Furthermore, in a case where an n type conductive layer is produced by conducting annealing after ion implanting n type or p type dopants into semi-insulative GaAs substrate, elements electrically inactive against GaAs are implanted into the semi-insulative GaAs substrate before implanting dopants, whereby influences of transitions of the semiinsulative GaAs substrate in the annealing process are reduced, the variation in carrier concentration of the conductive layer is smoothed, the electric conductivity of the conductive layer is made uniform and the carrier concentration profile can be made steep.

Claims (5)

1. A method of producing a compound semiconductor device comprising: a first process of ion implanting elements (3)into a conductive layer (8), which elements (3) are electrically inactive against said conductive layer (8); and a second process of executing annealing to said conductive layer (8).

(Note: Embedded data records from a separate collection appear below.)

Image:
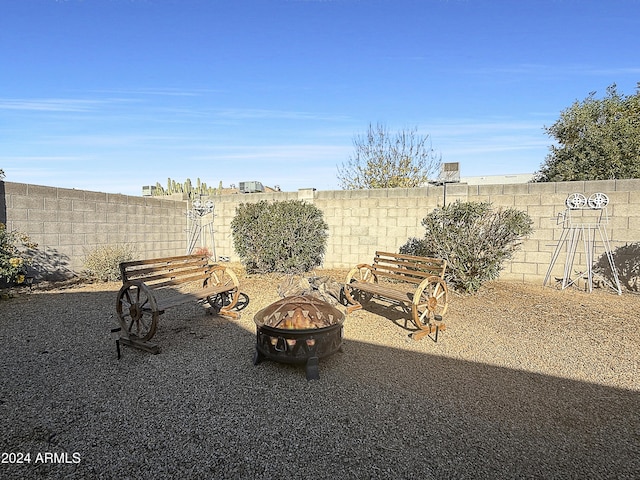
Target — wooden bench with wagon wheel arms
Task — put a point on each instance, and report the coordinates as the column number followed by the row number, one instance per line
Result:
column 150, row 287
column 415, row 283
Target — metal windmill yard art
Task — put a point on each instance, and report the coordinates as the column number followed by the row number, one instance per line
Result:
column 196, row 227
column 584, row 219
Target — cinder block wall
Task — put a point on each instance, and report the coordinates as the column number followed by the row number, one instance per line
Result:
column 66, row 223
column 363, row 221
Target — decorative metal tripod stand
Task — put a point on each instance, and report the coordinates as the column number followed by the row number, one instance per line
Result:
column 575, row 226
column 196, row 227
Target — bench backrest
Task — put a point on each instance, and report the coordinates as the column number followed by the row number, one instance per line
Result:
column 168, row 271
column 407, row 268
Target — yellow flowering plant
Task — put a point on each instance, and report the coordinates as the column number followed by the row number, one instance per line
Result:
column 13, row 261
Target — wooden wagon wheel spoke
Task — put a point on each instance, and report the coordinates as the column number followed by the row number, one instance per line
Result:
column 362, row 273
column 137, row 311
column 430, row 301
column 223, row 277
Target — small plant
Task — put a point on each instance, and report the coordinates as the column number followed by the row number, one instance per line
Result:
column 285, row 237
column 474, row 239
column 13, row 254
column 103, row 262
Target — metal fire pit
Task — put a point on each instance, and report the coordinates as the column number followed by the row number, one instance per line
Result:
column 298, row 329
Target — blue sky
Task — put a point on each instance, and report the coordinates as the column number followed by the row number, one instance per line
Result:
column 110, row 95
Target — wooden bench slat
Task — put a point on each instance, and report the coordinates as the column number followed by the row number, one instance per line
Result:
column 383, row 291
column 182, row 298
column 133, row 272
column 166, row 260
column 172, row 278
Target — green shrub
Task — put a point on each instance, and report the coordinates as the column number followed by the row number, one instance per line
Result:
column 286, row 237
column 103, row 262
column 13, row 254
column 474, row 239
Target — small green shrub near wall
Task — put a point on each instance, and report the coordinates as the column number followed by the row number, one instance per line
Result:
column 286, row 237
column 14, row 259
column 474, row 239
column 103, row 262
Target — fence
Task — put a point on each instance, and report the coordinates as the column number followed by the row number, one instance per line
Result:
column 67, row 222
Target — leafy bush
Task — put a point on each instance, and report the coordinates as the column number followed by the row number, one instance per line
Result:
column 474, row 239
column 103, row 262
column 13, row 259
column 286, row 237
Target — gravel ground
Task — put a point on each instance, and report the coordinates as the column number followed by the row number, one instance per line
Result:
column 526, row 382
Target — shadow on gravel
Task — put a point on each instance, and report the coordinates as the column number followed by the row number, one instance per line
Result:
column 201, row 409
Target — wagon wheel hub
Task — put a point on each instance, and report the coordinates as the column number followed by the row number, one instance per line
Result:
column 135, row 311
column 432, row 304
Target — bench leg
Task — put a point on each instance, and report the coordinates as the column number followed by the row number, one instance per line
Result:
column 428, row 330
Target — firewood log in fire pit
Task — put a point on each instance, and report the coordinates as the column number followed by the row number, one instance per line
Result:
column 322, row 288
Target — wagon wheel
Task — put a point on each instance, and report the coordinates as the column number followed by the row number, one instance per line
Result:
column 137, row 311
column 598, row 201
column 222, row 277
column 362, row 273
column 430, row 302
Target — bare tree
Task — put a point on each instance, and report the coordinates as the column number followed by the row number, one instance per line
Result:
column 381, row 160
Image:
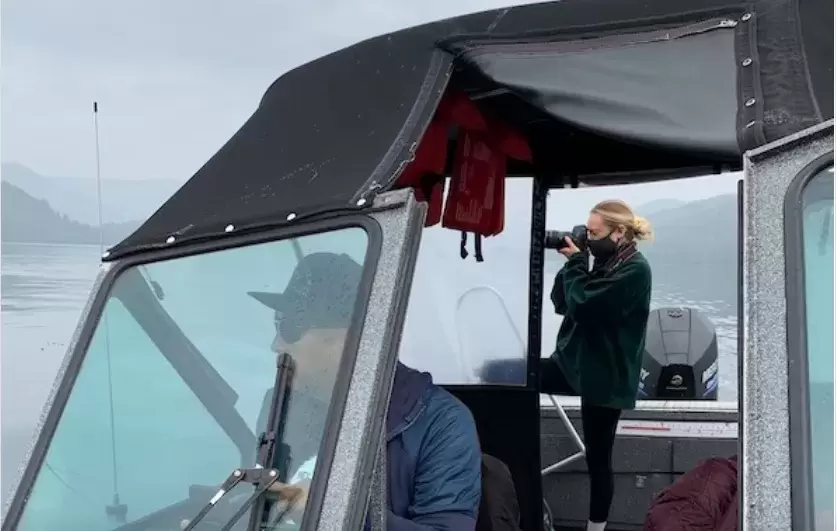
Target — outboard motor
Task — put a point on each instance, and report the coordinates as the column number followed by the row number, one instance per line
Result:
column 681, row 357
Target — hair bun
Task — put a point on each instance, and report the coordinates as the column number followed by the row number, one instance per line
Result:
column 641, row 228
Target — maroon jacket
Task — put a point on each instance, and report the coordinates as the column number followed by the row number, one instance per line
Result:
column 705, row 498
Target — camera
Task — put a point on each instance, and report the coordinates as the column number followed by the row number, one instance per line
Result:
column 555, row 238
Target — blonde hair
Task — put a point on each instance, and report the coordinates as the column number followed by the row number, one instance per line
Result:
column 616, row 213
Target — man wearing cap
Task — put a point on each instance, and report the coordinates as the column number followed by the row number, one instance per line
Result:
column 433, row 454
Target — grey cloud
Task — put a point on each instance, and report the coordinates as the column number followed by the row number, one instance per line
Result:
column 175, row 79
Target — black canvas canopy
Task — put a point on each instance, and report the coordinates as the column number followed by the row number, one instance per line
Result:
column 611, row 91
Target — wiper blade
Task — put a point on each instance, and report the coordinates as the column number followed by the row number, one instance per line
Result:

2. A method of producing a compound semiconductor device comprising: a first process of ion implanting elements (3) into a semi-insulative GaAs substrate (1) which elements (3) are electrically inactive against said semi-insulative GaAs substrate (1); a second process of ion implanting n type or p type dopants (5) into said semi-insulative GaAs substrate (1); and a third process of executing annealing to said GaAs substrate (1) so as to activate said dopants (5).

3. A method according to claim 1 or 2, wherein the element which is implanted into the conductive layer and is electrically inactive is fluorine.

4. A method of producing a semiconductor device substantially as hereinbefore described with reference to and as illustrated in Figure 1 or Figures 2(a) to 2(c) of the accompanying drawings.

5. A method of treating an epitaxial growth layer to reduce variations in carrier concentration which comprises treating the layer with an element which is electrically inactive against the conductive layer.